Strong localization of oxidized Co3+ state in cobalt-hexacyanoferrate

TL;DR

This study uses high-resolution RIXS spectroscopy to reveal that the oxidized Co3+ state in cobalt-hexacyanoferrate is highly localized, which enhances the reversibility and stability of battery redox processes.

Contribution

It demonstrates the strong localization of oxidized Co3+ in cobalt-hexacyanoferrate, providing insights into its redox behavior and stability in battery applications.

Findings

Oxidized Co3+ state is strongly localized.

Local electronic state around Co2+ remains invariant during partial oxidation.
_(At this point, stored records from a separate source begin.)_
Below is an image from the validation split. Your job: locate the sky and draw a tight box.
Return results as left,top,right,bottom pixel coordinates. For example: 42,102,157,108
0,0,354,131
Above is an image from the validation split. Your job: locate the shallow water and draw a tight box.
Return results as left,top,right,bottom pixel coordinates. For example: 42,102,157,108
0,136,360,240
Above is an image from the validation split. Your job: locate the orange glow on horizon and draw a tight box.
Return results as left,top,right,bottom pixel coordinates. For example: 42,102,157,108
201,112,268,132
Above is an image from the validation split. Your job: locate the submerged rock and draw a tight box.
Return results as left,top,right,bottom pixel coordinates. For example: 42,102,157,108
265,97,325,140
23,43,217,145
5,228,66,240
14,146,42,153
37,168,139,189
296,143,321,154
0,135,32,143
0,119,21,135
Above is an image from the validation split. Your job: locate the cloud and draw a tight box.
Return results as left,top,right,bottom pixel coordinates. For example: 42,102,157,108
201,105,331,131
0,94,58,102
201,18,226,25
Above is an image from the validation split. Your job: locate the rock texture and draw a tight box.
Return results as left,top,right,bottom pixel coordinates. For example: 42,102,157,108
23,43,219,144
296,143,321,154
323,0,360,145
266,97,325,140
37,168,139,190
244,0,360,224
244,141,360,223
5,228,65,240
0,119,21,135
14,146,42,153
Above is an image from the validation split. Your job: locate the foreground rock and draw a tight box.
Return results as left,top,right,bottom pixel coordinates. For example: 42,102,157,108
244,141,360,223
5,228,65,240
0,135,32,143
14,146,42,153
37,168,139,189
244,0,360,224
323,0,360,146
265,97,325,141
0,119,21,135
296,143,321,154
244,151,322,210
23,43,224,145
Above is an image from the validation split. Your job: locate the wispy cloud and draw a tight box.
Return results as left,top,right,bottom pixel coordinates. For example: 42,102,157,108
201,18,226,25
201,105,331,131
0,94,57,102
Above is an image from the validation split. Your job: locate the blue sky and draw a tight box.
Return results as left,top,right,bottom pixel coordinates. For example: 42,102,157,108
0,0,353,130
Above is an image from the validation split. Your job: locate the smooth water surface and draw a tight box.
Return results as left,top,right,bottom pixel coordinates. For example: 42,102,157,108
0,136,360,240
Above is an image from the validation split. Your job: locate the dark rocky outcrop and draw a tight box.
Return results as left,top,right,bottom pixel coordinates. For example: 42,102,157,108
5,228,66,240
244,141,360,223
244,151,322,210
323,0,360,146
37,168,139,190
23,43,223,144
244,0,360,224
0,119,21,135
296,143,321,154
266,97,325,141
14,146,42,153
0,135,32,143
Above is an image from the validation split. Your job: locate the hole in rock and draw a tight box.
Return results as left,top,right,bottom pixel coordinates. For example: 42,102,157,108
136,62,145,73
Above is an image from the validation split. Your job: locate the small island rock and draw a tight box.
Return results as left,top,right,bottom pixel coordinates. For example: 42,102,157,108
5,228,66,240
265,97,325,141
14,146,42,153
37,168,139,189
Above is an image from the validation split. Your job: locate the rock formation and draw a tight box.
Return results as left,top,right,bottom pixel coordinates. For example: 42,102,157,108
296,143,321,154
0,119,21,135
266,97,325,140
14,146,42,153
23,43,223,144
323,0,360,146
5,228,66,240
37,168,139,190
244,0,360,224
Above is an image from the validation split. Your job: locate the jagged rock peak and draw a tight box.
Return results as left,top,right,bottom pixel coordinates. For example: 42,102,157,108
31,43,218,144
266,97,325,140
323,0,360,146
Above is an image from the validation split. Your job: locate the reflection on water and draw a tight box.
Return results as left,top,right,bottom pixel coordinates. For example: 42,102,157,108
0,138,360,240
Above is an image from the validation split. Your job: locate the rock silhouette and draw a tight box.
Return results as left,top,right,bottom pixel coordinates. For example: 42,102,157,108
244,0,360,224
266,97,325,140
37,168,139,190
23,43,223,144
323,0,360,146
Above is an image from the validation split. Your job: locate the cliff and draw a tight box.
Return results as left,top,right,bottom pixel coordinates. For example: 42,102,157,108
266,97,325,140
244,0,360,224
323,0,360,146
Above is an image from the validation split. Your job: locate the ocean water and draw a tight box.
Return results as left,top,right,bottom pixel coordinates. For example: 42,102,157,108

Localization of Co3+ reduces side reactions and deterioration.

Abstract

Secondary batteries are important energy storage devices for a mobile equipment, an electric car, and a large-scale energy storage. Nevertheless, variation of the local electronic state of the battery materials in the charge (or oxidization) process are still unclear. Here, we investigated the local electronic state of cobalt-hexacyanoferrate (Na$_x$Co[Fe(CN)$_6$]$_{0.9}$), by means of resonant inelastic X-ray scattering (RIXS) with high energy resolution (~100 meV). The L-edge RIXS is one of the most powerful spectroscopic technique with element- and valence-selectivity. We found that the local electronic state around Co$^{2+}$ in the partially-charged Na$_{1.1}$Co$^{2+}$$_{0.5}$Co$^{3+}$$_{0.5}$[Fe$^{2+}$(CN)$_6$]$_{0.9}$ film (x = 1.1) is the same as that of the discharged Na$_{1.6}$Co$^{2+}$[Fe$^{2+}$(CN)$_6$]$_{0.9}$ film (x = 1.6) within the energy resolution, indicating that the local electronic state around Co$^{2+}$ is invariant against the partial oxidization. In addition, the local electronic state around the oxidized Co$^{3+}$ is essentially the same as that of the fully-charged film Co$^{3+}$[Fe$^{2+}$(CN)$_6$]$_{0.3}$[Fe$^{3+}$(CN)$_6$]$_{0.6}$ (x = 0.0) film. Such a strong localization of the oxidized Co$^{3+}$ state is advantageous for the reversibility of the redox process, since the localization reduces extra reaction within the materials and resultant deterioration.